This week Apple recently announced two new chipsets, the M1 Pro and the M1 Max, claiming they are “the most advanced” silicon to ever feature in a MacBook.

To back this up a MacBook Pro was also announced, featuring the M1 Max, which is coming out in just a few days, on 26 October.

According to Apple the device and new silicon will revolutionise the market. To check on this claim we quizzed to industry experts about what industry wide ramifications Apple’s new silicon will have, here’s what they told us.

Is the MacBook Pro priced well enough to appeal to anyone but prosumers and creatives?

“The development of Apple Silicon is a challenge to both AMD and Intel,” Ben Wood, chief analyst at CCS Insight, revealed to Trusted Reviews.

“Apple clearly feels it can compete with both players and get the benefits of a deeply integrated stack across hardware, software and services.”

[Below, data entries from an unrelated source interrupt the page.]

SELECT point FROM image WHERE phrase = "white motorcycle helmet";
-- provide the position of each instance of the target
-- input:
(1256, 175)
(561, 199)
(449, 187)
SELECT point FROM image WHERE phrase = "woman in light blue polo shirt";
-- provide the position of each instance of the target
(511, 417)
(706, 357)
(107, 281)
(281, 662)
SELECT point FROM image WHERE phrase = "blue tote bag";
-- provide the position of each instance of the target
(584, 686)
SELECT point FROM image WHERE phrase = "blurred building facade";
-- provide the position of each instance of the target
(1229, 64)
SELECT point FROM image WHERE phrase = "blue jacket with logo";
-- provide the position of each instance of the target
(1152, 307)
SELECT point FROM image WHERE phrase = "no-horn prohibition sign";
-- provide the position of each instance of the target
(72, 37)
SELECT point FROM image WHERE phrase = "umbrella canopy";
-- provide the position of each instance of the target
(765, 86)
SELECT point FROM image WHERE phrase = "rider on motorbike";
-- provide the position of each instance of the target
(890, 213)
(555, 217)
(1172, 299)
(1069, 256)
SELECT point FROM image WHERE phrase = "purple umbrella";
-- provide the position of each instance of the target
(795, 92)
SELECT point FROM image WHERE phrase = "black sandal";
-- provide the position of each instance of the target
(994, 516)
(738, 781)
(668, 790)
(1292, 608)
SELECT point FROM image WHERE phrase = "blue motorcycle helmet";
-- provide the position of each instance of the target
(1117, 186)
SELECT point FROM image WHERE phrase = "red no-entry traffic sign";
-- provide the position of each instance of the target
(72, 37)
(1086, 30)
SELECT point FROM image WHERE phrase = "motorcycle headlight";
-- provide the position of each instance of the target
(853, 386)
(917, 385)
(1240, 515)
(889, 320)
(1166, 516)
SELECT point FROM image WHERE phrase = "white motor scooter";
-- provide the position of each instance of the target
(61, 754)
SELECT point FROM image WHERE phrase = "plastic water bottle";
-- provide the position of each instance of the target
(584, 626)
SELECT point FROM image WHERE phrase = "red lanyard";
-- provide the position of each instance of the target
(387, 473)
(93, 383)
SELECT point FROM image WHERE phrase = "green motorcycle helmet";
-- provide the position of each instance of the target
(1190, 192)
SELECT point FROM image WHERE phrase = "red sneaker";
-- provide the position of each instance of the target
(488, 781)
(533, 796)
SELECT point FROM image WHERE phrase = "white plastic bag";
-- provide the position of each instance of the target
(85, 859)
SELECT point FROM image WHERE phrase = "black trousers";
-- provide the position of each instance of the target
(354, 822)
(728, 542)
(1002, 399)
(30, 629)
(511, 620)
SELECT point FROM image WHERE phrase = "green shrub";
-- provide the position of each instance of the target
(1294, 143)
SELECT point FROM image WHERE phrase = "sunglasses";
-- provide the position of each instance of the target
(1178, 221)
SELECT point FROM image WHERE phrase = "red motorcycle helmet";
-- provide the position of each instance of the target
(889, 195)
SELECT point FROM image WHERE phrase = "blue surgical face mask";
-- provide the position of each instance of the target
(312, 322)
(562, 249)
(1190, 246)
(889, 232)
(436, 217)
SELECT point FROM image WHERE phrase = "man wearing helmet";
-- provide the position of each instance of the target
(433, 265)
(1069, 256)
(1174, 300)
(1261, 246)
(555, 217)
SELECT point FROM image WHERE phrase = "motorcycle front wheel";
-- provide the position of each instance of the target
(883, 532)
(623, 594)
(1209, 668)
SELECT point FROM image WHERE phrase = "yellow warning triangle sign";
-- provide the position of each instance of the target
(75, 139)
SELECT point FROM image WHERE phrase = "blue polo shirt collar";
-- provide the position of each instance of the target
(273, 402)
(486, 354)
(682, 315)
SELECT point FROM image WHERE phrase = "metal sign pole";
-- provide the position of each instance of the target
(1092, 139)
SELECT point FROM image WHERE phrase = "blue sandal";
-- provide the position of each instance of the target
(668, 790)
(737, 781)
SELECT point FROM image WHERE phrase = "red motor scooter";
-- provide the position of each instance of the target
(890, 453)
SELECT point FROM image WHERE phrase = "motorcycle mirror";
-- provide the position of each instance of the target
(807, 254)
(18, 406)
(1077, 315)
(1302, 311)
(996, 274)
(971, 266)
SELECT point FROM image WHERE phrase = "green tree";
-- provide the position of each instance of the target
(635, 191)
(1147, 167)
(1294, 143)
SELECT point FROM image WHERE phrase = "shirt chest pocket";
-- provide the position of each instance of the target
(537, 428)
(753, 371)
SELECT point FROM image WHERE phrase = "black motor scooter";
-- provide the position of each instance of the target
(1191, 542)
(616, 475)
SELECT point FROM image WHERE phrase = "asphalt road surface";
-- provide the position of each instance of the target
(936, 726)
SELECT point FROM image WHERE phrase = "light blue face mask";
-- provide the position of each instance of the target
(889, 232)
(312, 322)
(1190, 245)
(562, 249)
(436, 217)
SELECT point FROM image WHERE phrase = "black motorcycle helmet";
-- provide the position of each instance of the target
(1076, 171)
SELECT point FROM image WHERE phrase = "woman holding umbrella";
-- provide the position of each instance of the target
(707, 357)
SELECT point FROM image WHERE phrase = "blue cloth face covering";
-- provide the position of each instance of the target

Apple Silicon is an ARM-based processor technology that’s been built by Apple, it’s designed especially for the company’s computing products, meaning that it has more control of the production line.

The first Apple Silicon chip to launch was the M1 chipset back in 2020.

Has Apple Silicon sparked a trend in big tech to develop own-brand chips?

“I believe so. OEMs want more end-to-end user control which means owning and controlling the software and the hardware (vertical integration) to allow for better performance (speed, battery life, etc.),” Anisha Bhatia. senior analyst at GlobalData, told Trusted Reviews.

“But this is a trend limited to bigger OEMs who have the scale and the resources to get substantial ROI from their investments.”

Other companies have followed in Apple’s footsteps and have started developing custom chipsets, with Google creating Tensor for its phones and Samsung creating Exynos.

“This is a trend that has been growing for some time – Apple’s vertically integrated approach has delivered huge advantages in performance, cost and more so it is little surprise that others such as Google, Samsung and Xiaomi are also developing silicon platforms,” Wood went on to say.

Are Apple’s new chips more of a threat to AMD or Intel given their focus on the creative market?

“The development of Apple Silicon is a challenge to both AMD and Intel,” Wood claims.

“Apple clearly feels it can compete with both players and get the benefits of a deeply integrated stack across hardware, software and services.”